He'd written to me via email and I'd already opined that it was a cold joint between pours. My only concern was the unknowns - the possibility of below-grade movement next to the foundation. Backfilling foundations properly with the right mix of soil and stone in New York State's winters is an art. Do it wrong and you can have a mess on your hands. That said, this is a 7-year old house. If there was anything like that going on, it almost certainly would have manifested itself by now.

All that an inspector can tell from any of those photos, and probably in person, is that it's clearly a cold joint between two pours. It's not the end of the world. There will be rebar in those walls helping to keep those halves aligned.

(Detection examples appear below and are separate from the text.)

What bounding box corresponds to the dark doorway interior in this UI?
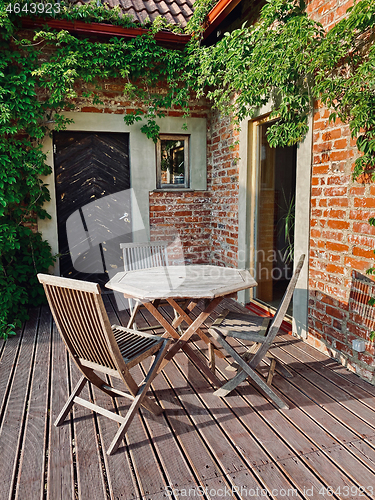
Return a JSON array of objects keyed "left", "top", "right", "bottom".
[
  {"left": 54, "top": 131, "right": 132, "bottom": 285},
  {"left": 255, "top": 124, "right": 297, "bottom": 312}
]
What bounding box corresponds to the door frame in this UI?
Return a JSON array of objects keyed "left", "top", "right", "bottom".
[
  {"left": 238, "top": 103, "right": 313, "bottom": 338},
  {"left": 38, "top": 111, "right": 207, "bottom": 276}
]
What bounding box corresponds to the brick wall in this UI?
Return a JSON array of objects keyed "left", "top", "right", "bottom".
[{"left": 307, "top": 0, "right": 375, "bottom": 382}]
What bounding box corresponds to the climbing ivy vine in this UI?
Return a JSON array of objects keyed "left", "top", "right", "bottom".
[{"left": 0, "top": 0, "right": 375, "bottom": 337}]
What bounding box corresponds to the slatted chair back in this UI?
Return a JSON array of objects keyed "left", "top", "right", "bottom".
[
  {"left": 249, "top": 254, "right": 305, "bottom": 367},
  {"left": 38, "top": 274, "right": 123, "bottom": 370},
  {"left": 120, "top": 241, "right": 168, "bottom": 271}
]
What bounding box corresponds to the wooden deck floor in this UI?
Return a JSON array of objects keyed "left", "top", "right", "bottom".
[{"left": 0, "top": 296, "right": 375, "bottom": 500}]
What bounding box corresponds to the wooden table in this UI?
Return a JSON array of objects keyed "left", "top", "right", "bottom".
[{"left": 105, "top": 265, "right": 257, "bottom": 386}]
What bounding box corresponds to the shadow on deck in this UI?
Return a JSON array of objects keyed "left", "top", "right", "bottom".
[{"left": 0, "top": 295, "right": 375, "bottom": 500}]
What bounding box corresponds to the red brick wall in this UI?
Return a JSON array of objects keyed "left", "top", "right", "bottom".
[{"left": 307, "top": 0, "right": 375, "bottom": 382}]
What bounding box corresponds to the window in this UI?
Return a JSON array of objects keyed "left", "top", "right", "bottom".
[{"left": 156, "top": 134, "right": 189, "bottom": 189}]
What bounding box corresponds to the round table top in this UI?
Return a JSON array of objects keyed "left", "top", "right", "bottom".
[{"left": 106, "top": 264, "right": 257, "bottom": 300}]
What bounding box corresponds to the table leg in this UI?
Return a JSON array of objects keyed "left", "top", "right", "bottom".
[
  {"left": 144, "top": 299, "right": 222, "bottom": 387},
  {"left": 167, "top": 299, "right": 225, "bottom": 359}
]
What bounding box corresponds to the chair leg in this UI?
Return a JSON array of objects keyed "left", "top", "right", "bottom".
[
  {"left": 54, "top": 375, "right": 87, "bottom": 427},
  {"left": 208, "top": 342, "right": 216, "bottom": 373},
  {"left": 107, "top": 340, "right": 169, "bottom": 455}
]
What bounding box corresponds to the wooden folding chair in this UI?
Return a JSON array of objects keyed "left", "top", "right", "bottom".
[
  {"left": 209, "top": 255, "right": 305, "bottom": 408},
  {"left": 120, "top": 241, "right": 168, "bottom": 330},
  {"left": 38, "top": 274, "right": 169, "bottom": 455}
]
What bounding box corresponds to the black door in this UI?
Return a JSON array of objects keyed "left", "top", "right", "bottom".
[{"left": 54, "top": 131, "right": 132, "bottom": 285}]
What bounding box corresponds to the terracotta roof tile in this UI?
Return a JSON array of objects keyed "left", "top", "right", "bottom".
[{"left": 71, "top": 0, "right": 194, "bottom": 27}]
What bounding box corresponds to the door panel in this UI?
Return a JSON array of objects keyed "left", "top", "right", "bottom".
[
  {"left": 54, "top": 131, "right": 132, "bottom": 285},
  {"left": 255, "top": 123, "right": 297, "bottom": 306}
]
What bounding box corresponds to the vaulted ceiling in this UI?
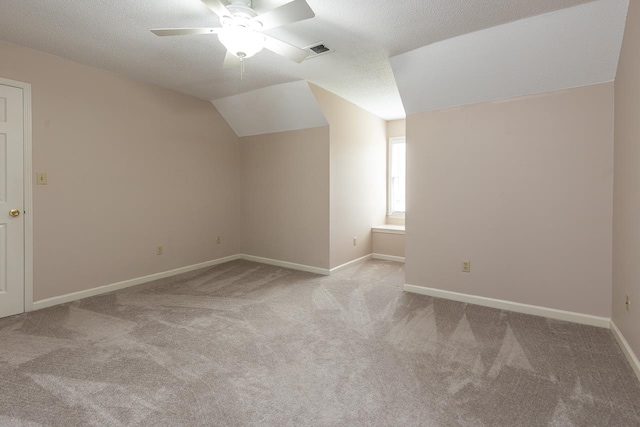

If he's worried about infiltration, there's not a whole lot there to worry about. Based on those photos I don't think I'd ever recommend anything beyond what his inspector did. If he wants a warm and fuzzy maybe patching the cold joint is the way to go; but, though I agree with Jim that patching is best done from outside I think there are ways to do it from the inside that can be pretty effective too - it's just a lot of work. He can grind out an inverted V at the joint and fill it with a urethane sealant and then apply crystalline waterproofing material to the face of the entire wall.

Patching it from the inside will keep out water but there's no way that anyone looking at those walls can know what's going to happen on the outside of that foundation - patched or not - without knowing how drainage is configured and how that foundation was backfilled and with what.

Kust, you want assurances; nobody here can give you those; neither can the inspector you hired nor an engineer. Inspectors can reduce your risk when you buy but they can't eliminate it completely because there will always be plenty of unknowns - such as what's going on below grade adjacent to that foundation. The engineer can't tell you much either unless he/she performs some invasive testing.

In this case, I don't think the inspector's recommendation to keep an eye on it is so far out of line. I agree that telling someone to monitor something is often inspectorspeak used to cover one's ass, but there are times when you can't do anything but continue to watch something for which your inspector couldn't provide solid answers. That doesn't make the inspector incompetent; just not endowed with super powers of x-ray vision. Let's face it, if he said, "It's a cold joint between two pours and nothing bad will ever happen," and something bad does happen, you're going to be pretty unhappy. You've already shown here that despite multiple folks telling you that they don't think there is going to be an issue you're still fretting about it. Despite some of what's been said here about the value of the inspection you received, I don't see where the inspector did anything wrong. I wonder how many of us, given the limited information available, would have reported anything differently or would not have told him to keep his eye on it.

Kust, if you don't feel comfortable with it, don't buy the home. It's that simple. We all have an inner voice. When we ignore our inner voice and something goes wrong later on, most of us are pretty upset with ourselves and everyone and everything related to the issue. If we listen to that inner voice and nothing bad ever happens we usually don't fret about it because we've moved on, but if something bad does happen and we learn about it we are invariably pretty pleased with ourselves for having been so astute that we avoided the bullet.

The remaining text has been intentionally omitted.